Je ne dormais jamais dans le mien, j'avais trop peur que des gars viennent se servir. Il fallait dire qu'être agglutiné à plus de cinq cents personnes dans un même centre, cela donnait des envies à certains et certaines. J'avais alors pris l'habitude de venir dans le dortoir de mes amis et de dormir avec Chim, le plus jeune. J'avais l'impression de sentir Hugo contre moi, mais ce soir-là, je dormis seule, n'ayant pour seul réconfort que l'odeur de mon ami parti et les deux autres couchettes vides furent donc occupées par les nouveaux venus.

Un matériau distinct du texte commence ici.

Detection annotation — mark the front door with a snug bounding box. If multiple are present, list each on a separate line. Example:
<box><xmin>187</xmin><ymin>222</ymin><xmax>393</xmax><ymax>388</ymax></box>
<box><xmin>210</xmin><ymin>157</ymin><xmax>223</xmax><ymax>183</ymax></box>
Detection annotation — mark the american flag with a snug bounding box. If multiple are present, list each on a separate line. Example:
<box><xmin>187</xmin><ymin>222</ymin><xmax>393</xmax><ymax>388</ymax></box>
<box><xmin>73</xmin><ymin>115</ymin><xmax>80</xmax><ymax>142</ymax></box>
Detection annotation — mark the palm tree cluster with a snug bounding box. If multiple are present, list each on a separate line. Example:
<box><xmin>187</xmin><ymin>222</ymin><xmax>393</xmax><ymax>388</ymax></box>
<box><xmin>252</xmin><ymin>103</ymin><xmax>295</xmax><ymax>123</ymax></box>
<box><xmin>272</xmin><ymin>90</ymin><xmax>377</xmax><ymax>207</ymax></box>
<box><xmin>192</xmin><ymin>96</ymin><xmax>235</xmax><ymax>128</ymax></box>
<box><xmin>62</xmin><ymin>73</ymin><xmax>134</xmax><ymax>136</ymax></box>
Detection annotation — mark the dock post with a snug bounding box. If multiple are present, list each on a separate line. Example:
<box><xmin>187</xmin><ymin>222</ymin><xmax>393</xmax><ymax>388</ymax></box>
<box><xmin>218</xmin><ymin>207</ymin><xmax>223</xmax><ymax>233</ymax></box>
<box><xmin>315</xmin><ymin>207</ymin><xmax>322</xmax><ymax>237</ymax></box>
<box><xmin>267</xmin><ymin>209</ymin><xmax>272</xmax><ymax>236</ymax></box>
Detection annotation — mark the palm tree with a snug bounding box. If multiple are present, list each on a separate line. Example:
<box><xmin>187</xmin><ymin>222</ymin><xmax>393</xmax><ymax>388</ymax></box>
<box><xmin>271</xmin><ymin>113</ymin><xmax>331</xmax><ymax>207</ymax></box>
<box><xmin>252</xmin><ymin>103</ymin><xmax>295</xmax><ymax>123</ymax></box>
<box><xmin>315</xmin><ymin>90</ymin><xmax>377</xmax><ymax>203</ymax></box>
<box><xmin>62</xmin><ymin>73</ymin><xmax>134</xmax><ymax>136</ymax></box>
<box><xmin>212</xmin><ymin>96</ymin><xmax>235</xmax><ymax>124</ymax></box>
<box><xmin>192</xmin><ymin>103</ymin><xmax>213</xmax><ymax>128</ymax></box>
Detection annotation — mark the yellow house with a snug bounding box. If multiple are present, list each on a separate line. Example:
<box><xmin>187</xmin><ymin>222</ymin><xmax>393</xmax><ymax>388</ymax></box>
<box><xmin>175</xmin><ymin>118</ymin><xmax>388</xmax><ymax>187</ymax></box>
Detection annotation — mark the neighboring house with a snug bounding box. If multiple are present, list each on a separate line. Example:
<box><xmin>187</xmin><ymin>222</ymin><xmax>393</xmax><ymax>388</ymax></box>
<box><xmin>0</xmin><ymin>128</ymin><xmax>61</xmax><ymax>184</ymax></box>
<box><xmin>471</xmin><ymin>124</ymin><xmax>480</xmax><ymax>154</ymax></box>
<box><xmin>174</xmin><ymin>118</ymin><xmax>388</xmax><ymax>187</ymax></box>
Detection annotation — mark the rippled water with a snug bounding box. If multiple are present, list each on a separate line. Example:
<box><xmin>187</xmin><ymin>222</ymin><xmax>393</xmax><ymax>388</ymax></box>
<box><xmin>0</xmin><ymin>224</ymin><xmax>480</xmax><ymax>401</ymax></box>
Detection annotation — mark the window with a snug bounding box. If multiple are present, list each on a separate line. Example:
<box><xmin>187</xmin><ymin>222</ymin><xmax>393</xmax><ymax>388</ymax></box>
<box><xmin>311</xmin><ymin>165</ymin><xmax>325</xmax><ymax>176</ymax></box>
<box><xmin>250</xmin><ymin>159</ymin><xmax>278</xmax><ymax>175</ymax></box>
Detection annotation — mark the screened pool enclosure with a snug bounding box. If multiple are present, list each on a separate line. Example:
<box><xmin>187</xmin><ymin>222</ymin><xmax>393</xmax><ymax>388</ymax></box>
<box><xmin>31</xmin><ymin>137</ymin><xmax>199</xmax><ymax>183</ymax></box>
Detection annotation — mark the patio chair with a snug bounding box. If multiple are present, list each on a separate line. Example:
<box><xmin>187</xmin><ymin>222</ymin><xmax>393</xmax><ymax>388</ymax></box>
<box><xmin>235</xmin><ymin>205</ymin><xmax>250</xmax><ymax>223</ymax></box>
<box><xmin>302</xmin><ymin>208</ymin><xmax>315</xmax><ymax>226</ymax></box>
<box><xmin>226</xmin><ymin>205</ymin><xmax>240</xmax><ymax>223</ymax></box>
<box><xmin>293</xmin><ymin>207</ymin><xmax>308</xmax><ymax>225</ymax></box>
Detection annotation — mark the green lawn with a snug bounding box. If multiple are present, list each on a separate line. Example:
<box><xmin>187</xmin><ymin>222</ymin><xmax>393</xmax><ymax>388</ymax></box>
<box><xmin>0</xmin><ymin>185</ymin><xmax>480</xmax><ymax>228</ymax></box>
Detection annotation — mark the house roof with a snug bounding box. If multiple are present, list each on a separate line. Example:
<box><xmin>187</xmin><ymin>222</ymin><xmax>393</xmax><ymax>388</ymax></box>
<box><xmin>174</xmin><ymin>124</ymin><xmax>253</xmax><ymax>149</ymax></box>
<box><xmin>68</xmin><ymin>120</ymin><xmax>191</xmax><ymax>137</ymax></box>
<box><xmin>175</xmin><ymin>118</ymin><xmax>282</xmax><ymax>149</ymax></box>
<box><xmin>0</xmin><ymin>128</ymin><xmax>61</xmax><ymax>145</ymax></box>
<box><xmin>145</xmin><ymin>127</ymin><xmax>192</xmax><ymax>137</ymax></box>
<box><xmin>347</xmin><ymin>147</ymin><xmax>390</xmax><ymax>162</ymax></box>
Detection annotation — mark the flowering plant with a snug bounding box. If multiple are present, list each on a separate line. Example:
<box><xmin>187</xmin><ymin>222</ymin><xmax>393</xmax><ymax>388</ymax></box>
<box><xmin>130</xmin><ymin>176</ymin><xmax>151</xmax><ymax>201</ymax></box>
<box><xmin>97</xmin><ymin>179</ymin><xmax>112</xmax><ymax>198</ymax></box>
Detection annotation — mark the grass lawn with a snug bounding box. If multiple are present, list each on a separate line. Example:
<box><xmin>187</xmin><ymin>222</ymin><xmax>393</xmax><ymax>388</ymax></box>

Dans le silence de la nuit, je me laissai aller aux larmes. Les émotions de la journée furent intenses et la fatigue ne rajouta pas que du bien à mon état. Je fus suivie par Lolita sans que je sache réellement pourquoi. Avait-elle un deuil à faire ? C'était possible, après tout, on nous avait arraché nos familles, elle ne ferait pas l'exception. Je voulus aller la voir pour la consoler, mais le regard doré de Victor posé sur moi me rappela ne pas le contrarier. Et m'approcher de la blonde était sûrement en haut de liste. Ka Lio, lui, fredonna un air pour nous apaiser. Je ne le connaissais pas, mais il était très doux et cela eut le don de me calmer un peu. Je finis par m'endormir assez tard dans la nuit. Je fis beaucoup de rêves liés à notre évasion cette nuit-là, d'ailleurs, je ne me reposai pas beaucoup. Mes songes, parfois, se passaient très bien, parfois je me réveillais en sueur parce que j'avais fini par mourir ou qu'un de mes amis se faisait tirer dessus. Cela m'angoissait plus que cela ne devrait, mais c'était un peu normal.

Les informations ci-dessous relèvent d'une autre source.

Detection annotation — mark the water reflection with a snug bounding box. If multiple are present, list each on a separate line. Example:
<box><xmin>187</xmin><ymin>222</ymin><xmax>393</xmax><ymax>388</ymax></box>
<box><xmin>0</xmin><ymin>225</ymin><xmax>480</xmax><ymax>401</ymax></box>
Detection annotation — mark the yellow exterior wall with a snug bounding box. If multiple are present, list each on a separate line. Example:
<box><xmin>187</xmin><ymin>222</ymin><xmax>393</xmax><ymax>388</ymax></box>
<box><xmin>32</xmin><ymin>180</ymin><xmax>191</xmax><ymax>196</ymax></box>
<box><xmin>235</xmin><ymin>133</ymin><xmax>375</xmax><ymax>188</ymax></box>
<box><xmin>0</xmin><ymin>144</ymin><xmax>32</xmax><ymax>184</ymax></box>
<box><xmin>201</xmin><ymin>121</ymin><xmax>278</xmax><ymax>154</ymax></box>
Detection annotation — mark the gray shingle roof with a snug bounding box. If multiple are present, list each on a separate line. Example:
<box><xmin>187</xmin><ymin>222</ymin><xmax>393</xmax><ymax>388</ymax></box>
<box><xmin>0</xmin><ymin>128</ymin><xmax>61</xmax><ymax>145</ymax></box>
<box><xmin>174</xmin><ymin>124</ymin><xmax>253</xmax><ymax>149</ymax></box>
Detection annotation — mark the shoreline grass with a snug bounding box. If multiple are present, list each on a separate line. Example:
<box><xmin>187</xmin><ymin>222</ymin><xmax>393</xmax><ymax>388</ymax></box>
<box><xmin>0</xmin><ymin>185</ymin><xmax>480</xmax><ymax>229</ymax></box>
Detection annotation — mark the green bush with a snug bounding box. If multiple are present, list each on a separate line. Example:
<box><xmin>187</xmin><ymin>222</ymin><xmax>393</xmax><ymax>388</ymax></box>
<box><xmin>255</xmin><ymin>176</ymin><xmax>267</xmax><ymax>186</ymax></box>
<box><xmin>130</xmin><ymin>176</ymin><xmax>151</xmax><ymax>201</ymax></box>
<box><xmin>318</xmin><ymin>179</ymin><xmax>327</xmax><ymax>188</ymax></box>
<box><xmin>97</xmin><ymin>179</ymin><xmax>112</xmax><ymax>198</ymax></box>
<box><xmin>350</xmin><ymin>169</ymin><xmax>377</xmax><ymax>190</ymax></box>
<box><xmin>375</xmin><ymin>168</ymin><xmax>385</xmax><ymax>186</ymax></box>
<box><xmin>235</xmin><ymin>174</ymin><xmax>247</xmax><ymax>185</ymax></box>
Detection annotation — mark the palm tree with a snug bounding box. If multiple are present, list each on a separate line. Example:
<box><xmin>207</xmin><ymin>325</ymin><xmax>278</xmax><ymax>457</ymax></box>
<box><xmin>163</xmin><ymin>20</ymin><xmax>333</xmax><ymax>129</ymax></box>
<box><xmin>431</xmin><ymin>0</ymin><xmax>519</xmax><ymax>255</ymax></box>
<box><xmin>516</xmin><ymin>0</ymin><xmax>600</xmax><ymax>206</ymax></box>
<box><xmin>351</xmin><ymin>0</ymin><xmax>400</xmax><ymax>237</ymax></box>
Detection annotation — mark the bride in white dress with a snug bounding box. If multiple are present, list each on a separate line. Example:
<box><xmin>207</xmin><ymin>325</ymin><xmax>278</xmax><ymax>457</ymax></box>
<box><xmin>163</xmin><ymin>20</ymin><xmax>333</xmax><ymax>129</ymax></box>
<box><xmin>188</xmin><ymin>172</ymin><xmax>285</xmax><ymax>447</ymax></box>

Les jours qui suivirent se firent dans l'angoisse, car si l'on se ratait, je savais ce que l'on nous ferait subir. J'avais enfin un espoir de sortir d'ici et de vivre à nouveau plus correctement même si cela voulait dire fuir toute ma vie. Je me demandais ce que nous allions faire après, car je n'imaginais pas que nous finissions autrement que dehors, le souvenir des Cobras flottait encore dans ma tête. Ongcái rejoindrait sûrement sa copine, Ka Lio retrouvera ses camarades Black Jack et Ram ira sûrement retrouver sa famille. J'aimerais bien retrouver mon frère, je pense que je resterai probablement avec Lolita et Victor un petit moment, même si l'un des deux ne me portait pas dans son cœur, histoire de ne pas rester seule trop longtemps, puis je partirais de mon côté. Je souris à cette expectative.

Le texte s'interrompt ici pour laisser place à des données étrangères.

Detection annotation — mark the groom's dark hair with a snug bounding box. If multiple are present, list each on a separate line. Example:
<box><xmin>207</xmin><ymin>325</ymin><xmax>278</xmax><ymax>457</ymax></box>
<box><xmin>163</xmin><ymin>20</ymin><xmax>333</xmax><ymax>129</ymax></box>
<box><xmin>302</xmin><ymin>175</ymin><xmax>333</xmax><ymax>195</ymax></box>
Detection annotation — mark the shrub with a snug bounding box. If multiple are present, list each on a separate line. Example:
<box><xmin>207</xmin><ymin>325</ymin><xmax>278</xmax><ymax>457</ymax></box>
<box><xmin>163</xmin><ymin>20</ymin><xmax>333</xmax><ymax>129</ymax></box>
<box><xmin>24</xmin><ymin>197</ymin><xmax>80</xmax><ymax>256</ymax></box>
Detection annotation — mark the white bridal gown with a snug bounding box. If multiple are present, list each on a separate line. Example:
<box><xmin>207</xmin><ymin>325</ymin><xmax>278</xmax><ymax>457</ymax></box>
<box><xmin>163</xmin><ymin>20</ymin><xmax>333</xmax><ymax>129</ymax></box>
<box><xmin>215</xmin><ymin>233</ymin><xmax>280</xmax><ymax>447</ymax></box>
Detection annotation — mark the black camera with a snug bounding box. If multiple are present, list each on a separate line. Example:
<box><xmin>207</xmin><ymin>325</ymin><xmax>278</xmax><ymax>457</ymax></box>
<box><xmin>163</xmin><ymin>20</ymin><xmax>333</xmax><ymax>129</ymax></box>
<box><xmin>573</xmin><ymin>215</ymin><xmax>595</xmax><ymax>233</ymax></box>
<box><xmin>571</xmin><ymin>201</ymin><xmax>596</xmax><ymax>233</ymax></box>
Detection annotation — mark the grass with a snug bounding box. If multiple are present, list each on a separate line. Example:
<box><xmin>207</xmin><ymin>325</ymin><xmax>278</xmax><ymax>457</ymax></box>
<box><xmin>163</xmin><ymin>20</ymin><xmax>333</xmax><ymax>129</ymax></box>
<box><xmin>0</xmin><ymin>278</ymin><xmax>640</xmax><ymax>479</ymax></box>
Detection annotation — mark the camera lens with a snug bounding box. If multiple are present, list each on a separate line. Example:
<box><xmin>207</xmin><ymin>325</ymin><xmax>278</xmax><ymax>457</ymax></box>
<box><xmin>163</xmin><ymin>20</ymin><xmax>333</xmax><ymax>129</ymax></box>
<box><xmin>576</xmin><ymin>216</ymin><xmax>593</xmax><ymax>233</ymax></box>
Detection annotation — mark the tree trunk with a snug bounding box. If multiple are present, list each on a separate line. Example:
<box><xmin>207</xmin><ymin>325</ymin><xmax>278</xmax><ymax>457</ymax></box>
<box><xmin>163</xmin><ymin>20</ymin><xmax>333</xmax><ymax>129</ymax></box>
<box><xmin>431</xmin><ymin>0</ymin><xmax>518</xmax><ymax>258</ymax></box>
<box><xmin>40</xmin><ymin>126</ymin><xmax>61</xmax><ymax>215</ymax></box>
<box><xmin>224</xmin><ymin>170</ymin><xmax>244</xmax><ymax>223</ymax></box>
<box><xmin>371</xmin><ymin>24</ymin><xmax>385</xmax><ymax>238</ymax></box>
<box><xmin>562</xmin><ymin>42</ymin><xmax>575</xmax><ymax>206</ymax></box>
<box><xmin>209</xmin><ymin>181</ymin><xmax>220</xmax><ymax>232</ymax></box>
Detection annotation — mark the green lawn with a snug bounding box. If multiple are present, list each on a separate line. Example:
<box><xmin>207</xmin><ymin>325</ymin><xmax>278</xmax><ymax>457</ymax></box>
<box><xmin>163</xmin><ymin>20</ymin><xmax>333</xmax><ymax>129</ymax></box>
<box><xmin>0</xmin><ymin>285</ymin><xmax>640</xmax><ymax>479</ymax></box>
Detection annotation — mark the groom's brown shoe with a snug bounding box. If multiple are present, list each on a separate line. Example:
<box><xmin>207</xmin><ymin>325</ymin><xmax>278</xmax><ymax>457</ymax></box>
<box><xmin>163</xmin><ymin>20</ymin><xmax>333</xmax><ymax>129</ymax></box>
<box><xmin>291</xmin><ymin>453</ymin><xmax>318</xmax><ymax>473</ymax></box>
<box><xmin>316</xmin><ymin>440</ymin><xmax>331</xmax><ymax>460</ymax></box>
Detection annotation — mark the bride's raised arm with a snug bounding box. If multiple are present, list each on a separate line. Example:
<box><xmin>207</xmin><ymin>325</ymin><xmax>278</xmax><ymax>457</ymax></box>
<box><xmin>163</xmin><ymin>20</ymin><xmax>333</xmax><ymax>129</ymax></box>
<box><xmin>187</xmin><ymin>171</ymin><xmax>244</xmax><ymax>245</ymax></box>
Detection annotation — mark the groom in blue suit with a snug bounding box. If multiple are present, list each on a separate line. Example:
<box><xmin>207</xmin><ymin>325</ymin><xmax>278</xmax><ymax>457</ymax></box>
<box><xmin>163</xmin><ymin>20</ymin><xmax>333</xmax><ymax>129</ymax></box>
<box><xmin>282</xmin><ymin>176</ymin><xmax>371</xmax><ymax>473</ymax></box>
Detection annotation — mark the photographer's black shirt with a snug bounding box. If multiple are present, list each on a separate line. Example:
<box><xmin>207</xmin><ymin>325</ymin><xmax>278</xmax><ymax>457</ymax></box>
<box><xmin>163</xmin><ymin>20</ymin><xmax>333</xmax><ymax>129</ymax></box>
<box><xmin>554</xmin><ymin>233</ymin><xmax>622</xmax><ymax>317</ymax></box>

Neuf jours plus tard, toujours sans nouvelles de nos amis, notre plan d'évasion était finalisé, et pas question pour nous de rester un jour de plus ici. On était tous très tendus et on mangea très peu, enfin, moins que d'habitude, vu les demi-portions que nos geôliers nous servaient. On répétait inlassablement le déroulé des opérations en essayant de trouver les failles, nous voulions être sûrs de sortir de là sains et saufs, mais on avait déjà tout réglé. Tout était parfait, il ne restait plus qu'à mettre notre stratagème à exécution.
Nous avions prévu de le faire juste après la pause de midi, quand les agents faisaient leur tournante. Avec une bonne diversion, notre « chef » pouvait alors passer les portes pour continuer de courir à travers le dédale de couloirs qu'il y avait derrière. Ka Lio le suivrait à la trace pour lui prêter main forte, en cas d'attaque. Je regardais le cadran solaire qu'ils avaient bien voulu nous mettre dans la grande salle : il indiquait midi.
L'attente ne serait pas si excessive que ça, mais c'était suffisant pour que Victor fasse les cent pas comme un lion en cage. Je lui intimai gentiment de s'asseoir pour qu'il n'éveille pas les soupçons et il me sourit avec un rictus contrit avant de s'exécuter. Notre amitié avait fait un bond en avant ces derniers jours, si on pouvait appeler ça une amitié. On avait appris à s'apprivoiser et on était devenus plus cordiaux l'un envers l'autre.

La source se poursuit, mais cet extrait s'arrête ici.